Question
What does it mean that existence precedes essence?
Quick Answer
You are not born with a fixed purpose — you create your purpose through your choices.
You are not born with a fixed purpose — you create your purpose through your choices.
Example: Marcus spent fifteen years as a corporate attorney because his parents, his professors, and his own early ambitions told him that law was his calling — his essence. When the firm restructured and he was laid off at forty-one, the identity collapsed. He was not a lawyer anymore, so who was he? For three months he spiraled, convinced that without the role he had lost himself. Then he began to notice something: the person sitting in the coffee shop every morning, reading philosophy, volunteering at a literacy nonprofit, writing essays about justice — that person was also him, and no one had assigned those activities. He was choosing them. The realization that he had always been choosing, even when he thought he was following a script, was the moment Sartre's insight became real for him. He had never been a lawyer by nature. He had been a person who chose law, and now he was a person choosing something else. The essence had never been fixed. It had always been under construction.

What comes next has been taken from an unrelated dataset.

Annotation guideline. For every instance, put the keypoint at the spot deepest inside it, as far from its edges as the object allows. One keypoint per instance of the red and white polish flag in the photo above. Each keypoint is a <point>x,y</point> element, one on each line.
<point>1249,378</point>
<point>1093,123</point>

Try this: Write down three statements that complete the sentence "I am a ___" — using roles, identities, or labels you consider fundamental to who you are (e.g., "I am a teacher," "I am a creative person," "I am someone who values security"). For each one, write a second sentence that begins "I became this by ___" and trace the specific choices, circumstances, and actions that led to that identity. Then write a third sentence: "If I stopped ___, this identity would ___." Notice which identities depend on ongoing choices you are making right now and which ones you have been treating as fixed properties of your nature. The gap between "I am" and "I became this by choosing" is the territory Sartre mapped. Sit with it for ten minutes without trying to resolve the discomfort.